Rights in the Land

To the Editor of Liberty:

The discussion of the land question carried on some time ago by you and Mr. Yarros is, to say the least, interesting to one up a tree. Still, I cannot see that either you or Mr. Yarros has disposed of the question as to whether men have an equal right to the use of the earth, either from your point of view as a matter of expediency, or from Mr. Yarros’s position of absolute ethics.

In No. 307 of Liberty you say: The contract to observe and enforce equal freedom is, in Liberty’s eyes, simply an expedient adopted in consequence of the discovery that such observance and enforcement is the best, nay, the only means by which men can steadily and securely and harmoniously avail themselves of the highest advantages of life. [Italics mine.]

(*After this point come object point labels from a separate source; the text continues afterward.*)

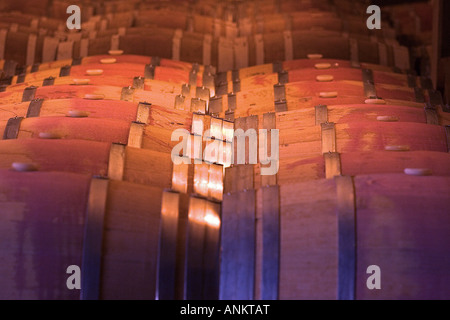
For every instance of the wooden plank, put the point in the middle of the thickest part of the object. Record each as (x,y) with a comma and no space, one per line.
(237,266)
(168,235)
(346,212)
(270,243)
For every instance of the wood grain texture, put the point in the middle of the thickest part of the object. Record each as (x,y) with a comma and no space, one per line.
(401,226)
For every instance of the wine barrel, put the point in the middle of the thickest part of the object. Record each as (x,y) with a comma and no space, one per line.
(49,235)
(90,92)
(111,109)
(107,73)
(293,170)
(401,226)
(335,74)
(322,238)
(364,136)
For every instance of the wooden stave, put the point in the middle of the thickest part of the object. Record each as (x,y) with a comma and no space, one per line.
(368,213)
(146,214)
(303,169)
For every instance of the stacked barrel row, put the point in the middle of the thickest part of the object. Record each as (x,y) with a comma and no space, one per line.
(130,163)
(240,35)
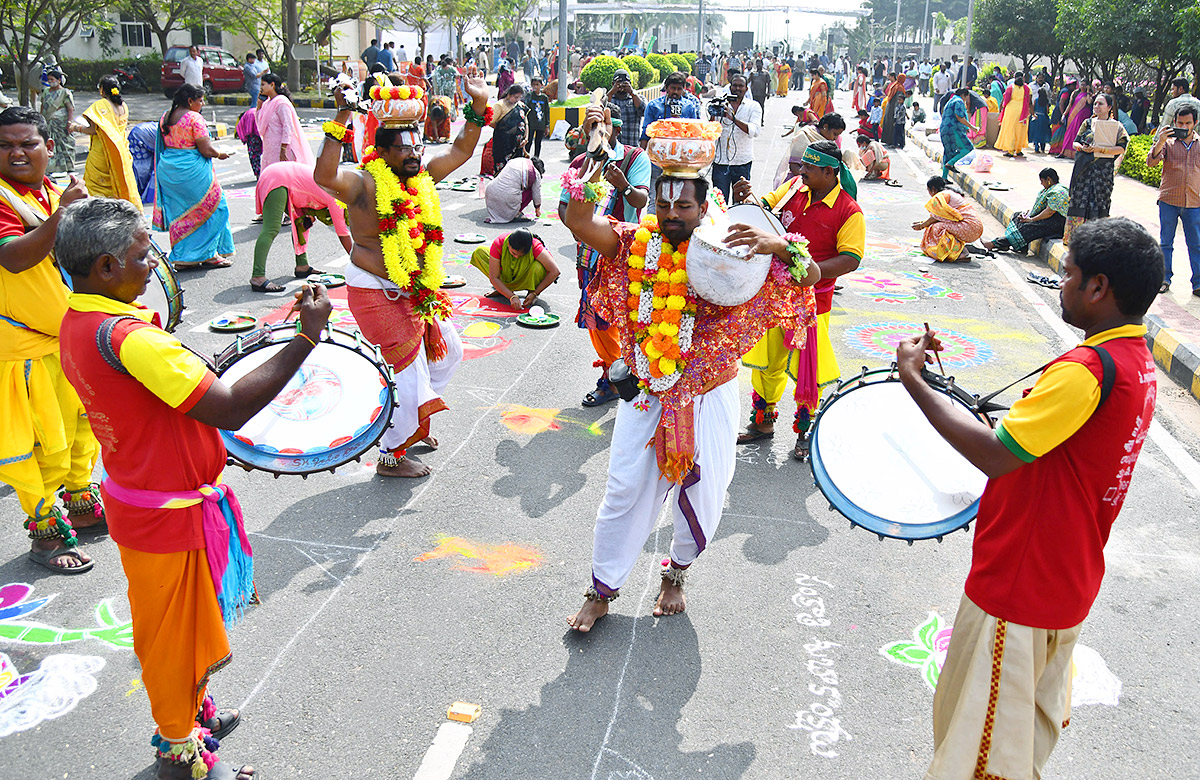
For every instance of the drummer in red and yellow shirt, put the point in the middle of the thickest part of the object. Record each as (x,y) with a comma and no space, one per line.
(156,408)
(815,205)
(45,439)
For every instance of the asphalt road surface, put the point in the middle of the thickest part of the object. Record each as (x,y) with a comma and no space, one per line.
(808,647)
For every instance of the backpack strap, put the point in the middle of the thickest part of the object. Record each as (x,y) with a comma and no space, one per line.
(1108,372)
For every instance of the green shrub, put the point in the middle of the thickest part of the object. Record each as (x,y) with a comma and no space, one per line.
(599,71)
(679,63)
(663,65)
(1134,163)
(643,71)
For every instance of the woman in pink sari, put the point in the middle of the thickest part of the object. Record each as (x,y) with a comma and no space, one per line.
(1080,109)
(280,126)
(952,223)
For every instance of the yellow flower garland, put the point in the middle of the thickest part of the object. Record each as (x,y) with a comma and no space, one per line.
(405,255)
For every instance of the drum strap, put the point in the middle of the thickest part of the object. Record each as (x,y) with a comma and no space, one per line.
(1108,378)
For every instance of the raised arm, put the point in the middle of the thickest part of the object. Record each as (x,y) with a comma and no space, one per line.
(465,144)
(343,185)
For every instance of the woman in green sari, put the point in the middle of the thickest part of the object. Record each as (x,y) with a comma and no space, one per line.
(58,108)
(517,262)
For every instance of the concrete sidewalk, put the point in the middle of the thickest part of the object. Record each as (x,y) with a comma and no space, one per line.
(1174,319)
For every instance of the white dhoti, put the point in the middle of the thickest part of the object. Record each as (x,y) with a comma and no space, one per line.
(636,490)
(419,393)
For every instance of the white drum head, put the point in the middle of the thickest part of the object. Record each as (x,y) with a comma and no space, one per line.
(885,467)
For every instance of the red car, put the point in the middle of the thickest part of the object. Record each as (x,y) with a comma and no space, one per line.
(222,71)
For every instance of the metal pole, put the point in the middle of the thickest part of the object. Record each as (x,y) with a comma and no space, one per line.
(928,42)
(563,58)
(895,36)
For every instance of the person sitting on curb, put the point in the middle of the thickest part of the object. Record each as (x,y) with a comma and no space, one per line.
(515,262)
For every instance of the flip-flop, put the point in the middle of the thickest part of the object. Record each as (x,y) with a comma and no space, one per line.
(750,435)
(594,400)
(223,723)
(42,558)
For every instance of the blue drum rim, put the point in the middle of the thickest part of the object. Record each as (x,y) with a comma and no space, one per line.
(331,457)
(856,514)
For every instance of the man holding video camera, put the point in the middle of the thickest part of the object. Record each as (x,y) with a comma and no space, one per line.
(1179,195)
(739,120)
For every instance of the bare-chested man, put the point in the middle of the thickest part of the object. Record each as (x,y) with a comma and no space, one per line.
(390,293)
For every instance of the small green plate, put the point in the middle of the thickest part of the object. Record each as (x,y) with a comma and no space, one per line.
(329,280)
(233,323)
(545,321)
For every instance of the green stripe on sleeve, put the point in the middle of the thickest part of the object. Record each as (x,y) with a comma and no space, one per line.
(1007,439)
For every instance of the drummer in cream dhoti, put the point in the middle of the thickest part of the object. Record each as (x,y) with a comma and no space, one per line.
(683,354)
(816,205)
(1059,468)
(396,274)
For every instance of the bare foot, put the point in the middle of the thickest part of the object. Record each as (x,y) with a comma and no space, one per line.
(66,558)
(671,600)
(755,432)
(406,467)
(587,616)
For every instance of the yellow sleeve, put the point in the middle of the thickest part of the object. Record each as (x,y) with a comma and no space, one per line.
(1059,405)
(852,235)
(166,367)
(772,198)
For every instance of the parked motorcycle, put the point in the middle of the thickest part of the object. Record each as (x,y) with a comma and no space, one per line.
(130,77)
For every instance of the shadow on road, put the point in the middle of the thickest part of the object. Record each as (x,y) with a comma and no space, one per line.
(565,736)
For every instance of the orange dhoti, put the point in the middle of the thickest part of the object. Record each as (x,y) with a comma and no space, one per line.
(179,635)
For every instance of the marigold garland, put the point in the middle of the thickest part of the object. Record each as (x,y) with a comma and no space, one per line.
(661,306)
(411,235)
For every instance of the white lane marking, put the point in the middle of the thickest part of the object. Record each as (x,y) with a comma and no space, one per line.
(1175,453)
(442,756)
(629,657)
(415,497)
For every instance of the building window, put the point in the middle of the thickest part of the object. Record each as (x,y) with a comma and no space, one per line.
(133,33)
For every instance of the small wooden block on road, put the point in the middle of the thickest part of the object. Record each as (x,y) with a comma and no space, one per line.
(465,712)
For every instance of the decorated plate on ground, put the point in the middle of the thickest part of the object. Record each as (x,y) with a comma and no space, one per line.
(538,321)
(328,280)
(233,323)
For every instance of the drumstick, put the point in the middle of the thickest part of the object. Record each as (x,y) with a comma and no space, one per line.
(936,357)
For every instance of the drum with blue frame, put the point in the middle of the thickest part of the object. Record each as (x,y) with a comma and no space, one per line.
(335,407)
(881,465)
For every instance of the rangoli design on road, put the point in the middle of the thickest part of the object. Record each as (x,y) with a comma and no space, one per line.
(901,287)
(483,558)
(1092,682)
(15,628)
(880,340)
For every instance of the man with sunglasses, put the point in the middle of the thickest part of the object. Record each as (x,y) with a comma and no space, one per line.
(394,283)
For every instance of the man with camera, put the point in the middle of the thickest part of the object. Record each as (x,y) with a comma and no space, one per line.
(739,120)
(1179,195)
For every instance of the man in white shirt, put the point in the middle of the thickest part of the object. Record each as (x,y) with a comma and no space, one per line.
(735,149)
(191,67)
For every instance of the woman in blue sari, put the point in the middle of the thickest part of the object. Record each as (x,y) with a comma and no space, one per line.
(190,202)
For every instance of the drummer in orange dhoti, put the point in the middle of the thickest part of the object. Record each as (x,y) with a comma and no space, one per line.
(396,273)
(816,205)
(678,370)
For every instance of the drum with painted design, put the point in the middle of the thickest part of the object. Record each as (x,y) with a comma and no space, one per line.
(334,409)
(882,465)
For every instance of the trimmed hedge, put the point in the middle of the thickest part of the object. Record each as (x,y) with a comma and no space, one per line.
(599,71)
(661,64)
(681,63)
(642,70)
(1134,163)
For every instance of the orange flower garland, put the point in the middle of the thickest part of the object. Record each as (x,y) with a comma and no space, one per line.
(663,306)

Your purpose was, as I understand, to show (1) that the equal right to the use of the earth is a corollary of the law of equal freedom; and (2) that the principle of equal freedom is not a law at all. You have proven to my entire satisfaction the second proposition; but that does not dispose of the question of the equal right to the use of the earth. If it is found expedient to enforce equal rights in other things, why not in the matter of land? Without the right to use land, the enforcement of equal liberty in all other matters would be worse than mere patchwork; it would be the enslavement of the masses of the people in perpetuity. They could not emancipate themselves as long as they recognized the spurious rights of land-owners.

My contention is not vitiated by your disclaimer that in special cases and under abnormal circumstances liberty may be disregarded without invalidating the truth of the general principle, for you do not claim that the question of land tenure is special or abnormal. Under the Single Tax régime a few unimportant cases might have to be considered as special or even abnormal, but this would occur in most other departments of societary functions.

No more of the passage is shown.